I lavoratori, circa 150, erano costretti a turni massacranti, fino a 14 ore al giorno, sorvegliati a vista da caporali italiani aiutati da alcuni “collaboratori” connazionali dei migranti. “Ti do un calcio, ti butto dall'alto della nave”, era il tono con cui si rivolgevano ai lavoratori. Il tutto dimostrato e confermato dai tabulati acquisiti degli orari di ingresso ed uscita al lavoro, le testimonianze degli operai e di altri soggetti contigui, le intercettazioni telefoniche ed ambientali.
I capi, approfittando dello stato di bisogno dei migranti, oltre a pagarli una miseria, gli impiegavano in attività pesanti e pericolose, come la saldatura, la stuccatura e la verniciatura di super yacht. Non esistevano ferie, permessi, riposi né straordinari, tanto meno la malattia: chi stava a casa, anche per positività al Covid, non veniva retribuito. In caso di infortunio, i lavoratori erano costretti a fornire una falsa dichiarazione al personale del pronto soccorso, senza fare alcun riferimento al lavoro svolto.
In più una volta pagate le buste paga con bonifici bancari, i caporali pretendevano, anche con l’uso di violenza e minacce della perdita del posto di lavoro, la restituzione, in contanti, di parte dei salari. Con un meccanismo messo a punto da un membro del gruppo, un consulente del lavoro di Ancona, venivano predisposte false buste paga con il minimo dei contributi previdenziali, consentendo all’azienda di essere apparentemente in regola col Durc (documento unico di regolarità contributiva) per poter ricevere le sostanziose commesse ed accedere ai prestigiosi cantieri navali spezzini.

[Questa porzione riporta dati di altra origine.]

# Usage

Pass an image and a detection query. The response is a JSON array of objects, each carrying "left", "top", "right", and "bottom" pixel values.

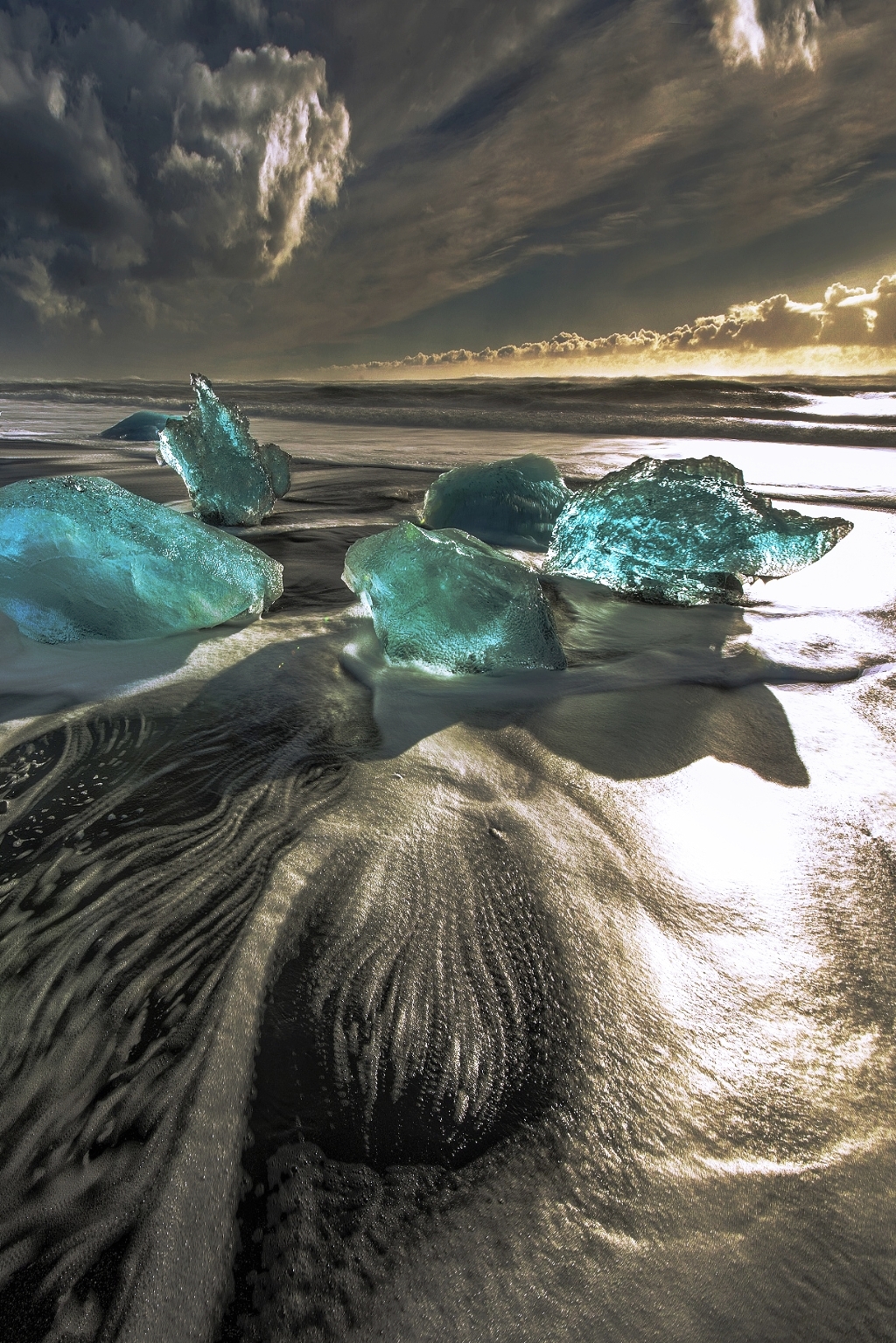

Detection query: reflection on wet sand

Il quadro generale che ne viene fuori rivela come i grandi cantieri del Levante ligure appaltano e sub appaltano la costruzione di yacht e imbarcazioni di lusso a società fittizie come la Gs Painting implicata nell'inchiesta eludendo, per il momento, il coinvolgimento dalle accuse di caporalato e utilizzo di lavoro nero. “L’operazione sul caporalato squarcia il velo di una situazione che come Cgil abbiamo più volte denunciato negli ultimi anni”, ha commentato Lara Ghiglione, segretaria generale della Cgil della Spezia.
Yacht di lusso sulla pelle dei migranti. Una realtà che stride con le tesi razziste e fasciste sostenute da molti partiti borghesi, a partire dalla Lega e da Fratelli d'Italia, che sostengono come l'Italia rappresenti per gli immigrati una vera e propria “pacchia”. Questi invece vengono sistematicamente sottoposti a forme aberranti di supersfruttamento attraverso un mondo del lavoro sommerso, spesso tollerato, finalizzato a ridurre salari e diritti a livelli inauditi.